Cherkassky highlights the recent move by Amazon to automatically send all voice recordings by users to its cloud to train its upcoming Alexa Plus software, essentially depriving users of the ability to keep instructions and conversations private.

He says this threatens the expansion of AI-powered voice assistance because people just won’t trust it or use it.

“We are heading towards a world dominated by a speech-based operation system,” Cherkassky predicts. “And it is moving towards a voice-enabled computer operating system for both cars and other devices.”

However, he insists for the systems to work most effectively, they must be on all the time to learn and interact with the user and their needs.

Now with Alexa, for example, the “first concern that brings is, would you use a system that is always on and constantly listening to you 24/7 that uploads your data to the cloud and you have doubts about what is actually happening with this data?”
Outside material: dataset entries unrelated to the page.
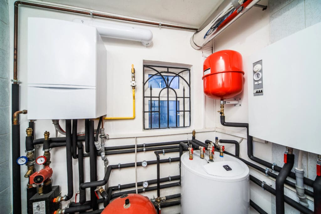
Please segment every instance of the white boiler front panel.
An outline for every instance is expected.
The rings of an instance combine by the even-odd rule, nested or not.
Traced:
[[[262,60],[264,79],[263,95],[255,96],[255,81],[248,75],[250,135],[321,154],[320,35],[321,23],[249,57],[248,73],[253,73],[253,63]]]

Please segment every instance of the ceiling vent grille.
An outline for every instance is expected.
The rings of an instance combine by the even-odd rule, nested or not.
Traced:
[[[213,42],[210,41],[202,48],[202,56],[207,57],[213,53]]]

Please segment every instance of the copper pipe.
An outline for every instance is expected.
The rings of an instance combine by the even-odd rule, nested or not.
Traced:
[[[28,111],[27,110],[22,110],[22,111],[18,111],[14,112],[13,114],[13,125],[17,125],[18,124],[18,116],[20,114],[27,114]]]
[[[106,19],[115,19],[116,20],[121,20],[122,21],[130,21],[131,22],[135,22],[136,23],[140,23],[141,24],[147,24],[159,26],[160,27],[164,27],[168,28],[176,28],[178,29],[181,29],[185,30],[194,30],[196,31],[197,30],[197,28],[193,28],[188,27],[184,27],[184,26],[179,26],[179,25],[175,25],[172,24],[161,24],[160,22],[157,22],[153,21],[143,21],[137,19],[129,19],[125,18],[122,17],[119,17],[118,16],[115,16],[108,15],[102,14],[102,13],[92,13],[91,14],[90,12],[87,11],[83,11],[73,9],[70,9],[63,7],[59,7],[54,6],[49,6],[48,5],[44,5],[36,4],[34,3],[31,3],[30,2],[26,2],[21,1],[17,1],[14,2],[14,24],[13,26],[13,84],[16,84],[17,83],[18,80],[18,8],[19,4],[22,4],[32,7],[39,7],[40,8],[46,8],[46,9],[49,9],[57,10],[60,11],[64,11],[65,12],[69,12],[69,13],[73,13],[78,14],[82,14],[82,15],[87,15],[90,16],[91,15],[97,17],[101,17]]]

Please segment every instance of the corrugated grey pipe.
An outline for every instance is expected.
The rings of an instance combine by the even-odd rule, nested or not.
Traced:
[[[302,169],[302,156],[303,151],[300,150],[298,158],[298,167],[294,169],[295,171],[295,190],[297,196],[299,198],[299,203],[306,207],[308,207],[307,196],[304,193],[305,188],[303,184],[303,178],[304,176],[304,171]]]
[[[225,0],[191,38],[194,49],[201,48],[260,0]]]

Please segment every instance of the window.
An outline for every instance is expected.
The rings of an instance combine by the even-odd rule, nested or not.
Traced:
[[[144,65],[144,129],[190,125],[190,70]]]

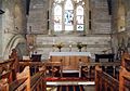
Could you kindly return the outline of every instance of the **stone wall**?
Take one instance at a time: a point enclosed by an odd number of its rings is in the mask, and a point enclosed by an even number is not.
[[[110,15],[108,14],[107,0],[90,0],[92,34],[110,32]]]
[[[72,51],[78,51],[76,43],[82,42],[87,43],[87,50],[82,48],[82,51],[91,52],[92,58],[94,58],[95,53],[103,53],[107,50],[107,53],[112,52],[112,41],[110,41],[110,15],[108,14],[107,0],[89,0],[90,8],[87,6],[87,11],[91,11],[91,22],[92,29],[86,31],[86,36],[75,35],[48,35],[48,9],[51,6],[49,4],[50,0],[31,0],[30,12],[28,16],[28,32],[35,35],[35,51],[42,54],[42,58],[49,57],[50,51],[58,51],[56,48],[52,48],[53,43],[63,42],[62,51],[69,51],[69,42],[73,42]],[[50,10],[51,11],[51,10]],[[87,15],[88,12],[86,11]],[[52,16],[52,15],[50,15]],[[86,17],[86,21],[88,21]],[[89,23],[89,22],[86,22]],[[87,24],[88,26],[89,24]],[[29,26],[31,26],[29,28]],[[52,26],[52,25],[51,25]],[[54,42],[53,42],[54,41]]]
[[[106,50],[106,53],[110,51],[110,37],[107,35],[98,36],[91,35],[88,37],[47,37],[42,35],[36,36],[35,50],[37,53],[42,54],[42,58],[49,57],[49,52],[58,51],[57,48],[53,48],[52,46],[55,43],[63,42],[64,47],[62,48],[63,52],[69,51],[69,44],[72,43],[72,51],[78,52],[77,42],[82,42],[87,44],[87,49],[82,48],[82,52],[91,52],[92,58],[94,58],[95,53],[103,53]]]
[[[2,0],[2,58],[9,58],[11,50],[20,42],[26,43],[26,1],[25,0]],[[1,37],[1,36],[0,36]],[[26,49],[26,48],[20,48]],[[25,52],[26,53],[26,52]]]

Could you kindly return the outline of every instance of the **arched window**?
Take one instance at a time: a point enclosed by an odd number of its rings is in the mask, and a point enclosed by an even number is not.
[[[83,31],[83,0],[54,0],[54,31]]]
[[[83,8],[81,5],[77,6],[76,14],[77,30],[83,30]]]
[[[56,5],[54,8],[54,30],[62,30],[62,8],[60,5]]]

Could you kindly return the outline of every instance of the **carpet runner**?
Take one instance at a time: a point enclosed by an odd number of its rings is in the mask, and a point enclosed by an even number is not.
[[[84,91],[83,86],[58,86],[57,91]]]

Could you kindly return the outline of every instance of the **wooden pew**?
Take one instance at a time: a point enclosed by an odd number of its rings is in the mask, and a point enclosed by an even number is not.
[[[130,54],[123,53],[119,70],[119,91],[130,90]]]
[[[9,83],[14,80],[13,64],[13,58],[0,62],[0,91],[6,91],[9,89]]]
[[[130,72],[122,66],[119,72],[119,91],[130,91]]]
[[[119,91],[119,82],[95,66],[95,91]]]

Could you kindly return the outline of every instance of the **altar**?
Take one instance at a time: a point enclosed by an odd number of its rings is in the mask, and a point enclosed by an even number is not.
[[[90,62],[90,52],[50,52],[50,61],[62,62],[63,70],[78,70],[80,63]]]

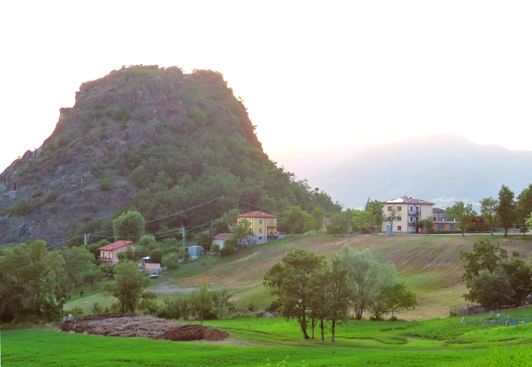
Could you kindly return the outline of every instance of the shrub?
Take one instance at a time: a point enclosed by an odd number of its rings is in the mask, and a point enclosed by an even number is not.
[[[273,312],[273,311],[277,311],[277,308],[279,308],[279,302],[276,301],[272,301],[272,303],[270,304],[270,305],[268,306],[266,308],[267,312]]]
[[[144,315],[155,316],[159,310],[159,304],[155,299],[143,298],[137,306],[137,310]]]
[[[113,119],[117,121],[129,120],[133,115],[133,104],[126,103],[114,110]]]
[[[7,214],[9,215],[23,215],[30,208],[30,204],[27,200],[24,198],[19,199],[14,204],[7,208]]]
[[[113,183],[111,181],[111,179],[108,177],[106,177],[102,180],[102,182],[100,182],[100,189],[104,191],[110,190],[112,187]]]
[[[52,202],[55,201],[55,199],[57,198],[57,196],[59,196],[59,194],[57,194],[57,191],[51,190],[48,191],[48,194],[44,197],[44,201],[45,203],[51,203]]]
[[[78,317],[79,316],[82,316],[83,308],[79,307],[79,306],[76,306],[74,308],[71,308],[70,310],[65,310],[65,313],[67,314],[70,314],[75,318]]]
[[[94,304],[93,305],[93,313],[95,315],[97,315],[98,313],[102,313],[103,312],[103,308],[98,304],[98,302],[95,302]]]
[[[100,162],[90,165],[90,173],[96,178],[102,178],[103,172],[103,166]]]
[[[91,110],[87,114],[89,117],[99,119],[105,115],[105,113],[103,110]]]
[[[57,145],[63,147],[68,143],[68,138],[66,136],[62,136],[57,139]]]
[[[19,169],[18,172],[16,172],[16,176],[20,177],[26,173],[26,171],[28,170],[27,167],[21,167]]]
[[[99,123],[100,126],[107,126],[111,123],[111,119],[107,116],[102,117],[100,118],[98,122]]]

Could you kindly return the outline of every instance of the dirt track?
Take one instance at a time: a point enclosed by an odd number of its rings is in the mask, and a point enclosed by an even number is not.
[[[185,324],[136,313],[89,315],[61,322],[62,331],[174,341],[223,340],[229,334],[197,324]]]

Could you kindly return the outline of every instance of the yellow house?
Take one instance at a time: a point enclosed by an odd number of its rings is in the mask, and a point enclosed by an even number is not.
[[[252,243],[256,244],[266,242],[269,236],[277,239],[279,235],[277,232],[278,218],[277,215],[259,211],[237,215],[239,222],[247,220],[251,224],[253,235],[250,239]]]

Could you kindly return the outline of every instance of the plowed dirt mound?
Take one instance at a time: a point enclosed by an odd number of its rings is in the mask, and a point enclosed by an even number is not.
[[[95,335],[144,337],[169,340],[223,340],[229,337],[226,332],[197,324],[185,324],[136,313],[89,315],[63,321],[62,331],[86,333]]]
In his opinion, the answer is a resounding “No,” saying: “I don’t want the Big Brother to listen to me 24/7,” and no-one else would because “in terms of privacy, you are giving up on everything that belongs to you.”

In light of several high-profile cybercriminal hacks of commercial cloud storage data, not least Toyota’s 2023 hack that saw about 260,000 customers’ data exposed online owing to a misconfigured cloud environment.

Cherkassky says the solution is Kardome’s approach with a voice assistant that works entirely on Edge compute even in the event of no internet connectivity.

This system was born out of frustration with modern voice assistance that he says had progressed very little in the past 30 years or so and that frequently misunderstood instructions, often because of noisy background environments.

Cherkassky says his company’s “spatial listening model” software captures the audio while being able to understand the three-dimensional environment. “This sort of mimics the human auditory system aiming at understanding where the different sources of sound are located and have the ability to reject environmental or other noises and to focus on the sounds that are important to the user.”

Kardome’s system won the backing of Hyundai Motor in 2020 when the automaker led the seed funding to develop the system that can handle instructions from several users in noisy conditions.

However, Cherkassky also warns that the advance of AI within voice-activated systems could accelerate the leaking of private data unless it is ring-fenced from third-party data-gathering operations. He says systems have to be tailor-made for specific uses to protect privacy, adding, “It is unreasonable to assume that there will be one entity, made by Google, Apple or whoever, that will be used as our voice assistant for all aspects in our life – from our cars to TVs to personal devices.”

All this must be restricted to the Edge and not automatically sent to the cloud, Cherkassky argues. “Today they are coding using AI assistance and so every key-strike that you hit on your keyboard is going to the cloud.”

Instead of large language models used by several mainstream AI providers, he suggests the use of bespoke tiny language models “for our interaction with a specific device and this should happen privately, on the Edge.” In conclusion, he adds, “In terms of experience, they should be fast, private and should be able to work even if the network fails.”